Quesenbery is registered in Hunterdon County, N.J., which she says uses electronic voting machines over 2 decades old. Vintage machines mean vintage ballot styles. She says her ballot is wider than her two outstretched arms.

New York's election boards are similarly constrained by old technology and even older election code. The state's rules on ballot design are some of the most stringent in the country.

Quesenbery examines a ballot from Chenango County, N.Y., which has a typical layout for the state.

There are illustrated index fingers pointing toward each candidate. Beneath the fingers are tiny emblems representing each party — a star for Democrats, an eagle for Republicans, a peace sign for the Green Party. And, at the bottom of the page sit the instructions, directing voters to "mark only with a writing instrument provided by the Board of Elections."

Quesenbery says these elements are antiquated. She calls the instructions verbose, the emblems meaningless, and the finger reminiscent of "a typographic convention from the '40s."

"We need to move on," she says.

These designs do more than irk usability experts. They can cause voters to make real mistakes. The Brennan Center for Justice, a public policy institute, estimates tens of thousands – and in some cases hundreds of thousands – of votes are lost or miscast in election years due to poor ballot design.

Tina Oliviero designed this year's ballot in Chenango County, N.Y. She says most voters figure it out just fine, but there are always a few who struggle with the ovals.

"We do have voters that don't fill it in, and they 'x' or check," she says. "But I feel that [the instructions] make it simple and it makes it so people should know you fill the oval in and then you cast your ballot."

One problem, says Quesenbery, is that voters won't read the directions at the bottom of the page. If New York's election code allowed for it, she recommends the county condense its 276-word instructions and bump them to the top.
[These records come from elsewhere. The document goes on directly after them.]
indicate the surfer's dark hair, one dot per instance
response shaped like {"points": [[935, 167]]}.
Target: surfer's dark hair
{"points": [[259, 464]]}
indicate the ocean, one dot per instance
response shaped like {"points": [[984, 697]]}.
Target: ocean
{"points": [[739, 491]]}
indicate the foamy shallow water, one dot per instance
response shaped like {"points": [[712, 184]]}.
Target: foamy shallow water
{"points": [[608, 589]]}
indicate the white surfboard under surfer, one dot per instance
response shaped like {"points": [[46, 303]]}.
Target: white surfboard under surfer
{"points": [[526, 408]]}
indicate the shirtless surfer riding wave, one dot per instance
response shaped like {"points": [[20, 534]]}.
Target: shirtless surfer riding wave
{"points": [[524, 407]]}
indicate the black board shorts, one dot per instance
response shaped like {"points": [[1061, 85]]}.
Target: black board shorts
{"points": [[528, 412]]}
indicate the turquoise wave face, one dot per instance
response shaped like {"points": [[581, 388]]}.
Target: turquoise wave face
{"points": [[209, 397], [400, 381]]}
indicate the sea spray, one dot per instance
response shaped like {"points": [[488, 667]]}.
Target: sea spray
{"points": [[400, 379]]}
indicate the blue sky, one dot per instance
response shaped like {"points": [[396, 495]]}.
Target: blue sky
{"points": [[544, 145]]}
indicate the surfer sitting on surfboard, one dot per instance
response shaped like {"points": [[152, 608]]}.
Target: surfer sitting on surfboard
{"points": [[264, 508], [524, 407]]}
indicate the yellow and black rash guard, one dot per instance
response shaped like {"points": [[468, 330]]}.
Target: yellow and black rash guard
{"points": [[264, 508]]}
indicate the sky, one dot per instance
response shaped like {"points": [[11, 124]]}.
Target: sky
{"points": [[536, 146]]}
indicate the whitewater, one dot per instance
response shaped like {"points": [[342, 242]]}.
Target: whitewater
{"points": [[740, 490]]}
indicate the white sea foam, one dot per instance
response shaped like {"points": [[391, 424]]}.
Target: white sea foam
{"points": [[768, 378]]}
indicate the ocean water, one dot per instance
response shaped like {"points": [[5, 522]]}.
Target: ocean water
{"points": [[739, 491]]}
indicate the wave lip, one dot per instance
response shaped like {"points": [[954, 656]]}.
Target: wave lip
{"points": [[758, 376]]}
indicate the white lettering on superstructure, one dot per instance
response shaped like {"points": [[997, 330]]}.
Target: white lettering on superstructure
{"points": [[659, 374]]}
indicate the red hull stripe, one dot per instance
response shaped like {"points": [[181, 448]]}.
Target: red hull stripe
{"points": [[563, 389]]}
"The basic rule is [instructions] should be before the thing you have to do," she explains.

Quesenbery says tiny design flaws like these likely result in "little ballot errors all over the country."

This year, the errors weren't so little. New York City's voters were subject to a series of setbacks after the election board unrolled a perforated two-page ballot. Voters who didn't know they had to tear at the edges to get at the entire ballot ended up skipping the middle pages. Then the fat ballots jammed the scanners, long lines formed, and people's ballots got soaked in the rain. When voters fed the soggy ballots into scanners, more machines malfunctioned.

In Georgia, hundreds blundered on their absentee ballot, incorrectly filling out the birth date section. Counties originally threw out the ballots before a federal judge ordered they be counted.

And in Broward County, Fla., 30,000 people who voted for governor skipped the contest for U.S. Senate. The county's election board had placed that contest under a block of multi-lingual instructions, which ran halfway down the page. Quesenbery says voters scanning the instructions likely skimmed right over the race.

She has seen this design before. In 2009, King County, Wash., buried a tax initiative under a text-heavy column of instructions. An estimated 40,000 voters ended up missing the contest, leading the state to pass a bill mandating ballot directions look significantly different from the contests below.

"We know the answers," says Quesenbery. "I wish we were making new mistakes, not making the same old mistakes."